All five surviving passenger cars were built in 1895 by George F. Milnes and Company, delivered in time for the opening that summer. Car 5 was severely damaged by fire on 16 August 1970 and rebuilt locally, returning to service in 1971; the modern aluminium-framed sliding windows fitted then were swapped back for wooden sliders during a 2003 rebuild, when the tram became the first to carry the railway's name in Manx along its side. The current livery has been standard for more than a century, except for an unpopular green-and-white nationalisation scheme worn briefly from 1957. With Car 1's extensive rebuild beginning in 2011, the railway decided to revert that car to the original 1899 cream-and-Prussian-blue scheme with "tramway" wording, the first markedly different livery on the line since 1962. The non-passenger Car 7, nicknamed Maria, used to haul coal from Laxey to the power station near the Bungalow. The original rotted away on barrels in the depot; a replica built for the 1994 centenary now bears the number again after a long second life on the MER.

Stations, Aircraft, and a Runaway

There are only two stops in five miles: Laxey at the bottom, an interchange with the Manx Electric Railway, and the Bungalow halfway up, where the line crosses the A18 Mountain Road on the TT course. During TT race weeks, trams terminate on either side of the road and passengers cross by footbridge. Above Laxey a spur leads to the depot, rebuilt in winter 1994-95 for the railway's centenary. Inside the depot sits a smaller shed housing the small diesel Wickham trolleys used by National Air Traffic Services to reach the radio masts on the summit during winter, when the overhead is down. The line has had its share of incidents. The 2016 runaway of Car 3 ended in derailment without injuries; the 30 stranded passengers were rescued; the line was banned by the Health and Safety at Work Inspectorate in August 2017 for not adhering to a reduced 8 mph speed limit; service resumed on 30 March 2018 after modifications to the braking systems.
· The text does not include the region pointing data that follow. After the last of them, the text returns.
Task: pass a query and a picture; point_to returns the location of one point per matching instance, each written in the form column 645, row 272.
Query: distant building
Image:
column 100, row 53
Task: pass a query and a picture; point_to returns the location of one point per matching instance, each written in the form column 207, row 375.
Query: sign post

Even in 1895, things slipped: during construction, the steam locomotive Caledonia lost grip on a hill near Dumbell's Row and crashed through a bakery and into a greengrocer's, damaging both shops but injuring no one.

From the Air

The Snaefell Mountain Railway climbs from Laxey on the east coast (54.227 N, 4.398 W) to the summit at approximately 54.262 N, 4.463 W, gaining about 600 metres over five miles of track. From the air the line is a thin scratch up the eastern face of Snaefell, with the Bungalow stop at the mid-way crossing of the A18 Mountain Road. The summit, marked by white communications masts, is the highest point in the Isle of Man at 620.9 metres (2,036 ft). Ronaldsway Airport (EGNS) lies about 18 nautical miles south.